The total was also down 4% from the quarter before, the company said in its quarterly results.
Iron ore shipped from Mineral Resources' Western Australian operations during the quarter came from its Iron Valley project in the Pilbara region on tenements held by BCI Minerals and from its Carina and Jackson 4 projects in the Yilgarn region.
Mineral Resources announced in April it had ceased mining at the Carina project, with exports expected to end by June 30. There was 618,000 wmt shipped from Carina and Jackson 4 in the June quarter, down 34% year on year and down 19% from the January-March quarter.
"Assets from Carina are being relocated to Koolyanobbing to prepare for commencement of production. Final iron ore product is expected to contain a split of 43% lump/57% fines," the company said Tuesday.

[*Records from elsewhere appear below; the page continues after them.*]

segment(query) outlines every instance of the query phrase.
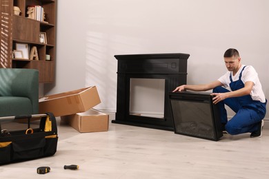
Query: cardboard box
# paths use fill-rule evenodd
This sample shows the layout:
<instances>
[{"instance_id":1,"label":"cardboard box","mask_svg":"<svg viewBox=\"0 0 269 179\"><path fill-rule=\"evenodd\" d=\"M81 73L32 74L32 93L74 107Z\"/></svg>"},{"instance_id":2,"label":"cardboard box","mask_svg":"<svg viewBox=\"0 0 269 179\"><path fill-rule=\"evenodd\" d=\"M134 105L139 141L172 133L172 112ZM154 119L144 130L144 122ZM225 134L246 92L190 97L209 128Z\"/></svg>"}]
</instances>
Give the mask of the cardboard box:
<instances>
[{"instance_id":1,"label":"cardboard box","mask_svg":"<svg viewBox=\"0 0 269 179\"><path fill-rule=\"evenodd\" d=\"M101 103L95 86L43 97L39 113L52 112L57 116L83 112Z\"/></svg>"},{"instance_id":2,"label":"cardboard box","mask_svg":"<svg viewBox=\"0 0 269 179\"><path fill-rule=\"evenodd\" d=\"M61 120L79 132L106 131L108 130L108 114L94 109L61 117Z\"/></svg>"}]
</instances>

Output from Koolyanobbing will be transported by Mineral Resources' owned locomotives and wagons to Esperance port and loaded onto Capesize carriers for delivery to clients in China, the company said. First shipments are scheduled for the current quarter, with Mineral Resources' rolling stock allowing a delivery rate of 6 million-6.26 million mt/year to Esperance port.
Mineral Resources on June 3 announced it had reached an agreement to acquire the assets associated with the Koolyanobbing operation from Cleveland-Cliffs' wholly owned subsidiary Cliffs Asia Pacific Iron Ore.
On July 19, Mineral Resources said it expected to complete the acquisition on July 27, but there has not been a follow-up announcement since, and the company was unavailable for immediate comment Wednesday.
Meanwhile, the Iron Valley project shipped 1.60 million wmt in the June quarter, down 19% year on year and up 4% from January-March, Mineral Resources said. Iron Valley crushing operations performed above nameplate capacity to produce 1.8 million wmt in the quarter, the company said.
"Fines product continues to be held in stockpile to preserve value of the resources from the prevailing high discounts. This stockpile is blended with higher grade product and shipped as market conditions allow," the company said. "The low grade iron ore business remains marginal, with growing impurities making it challenging," it added.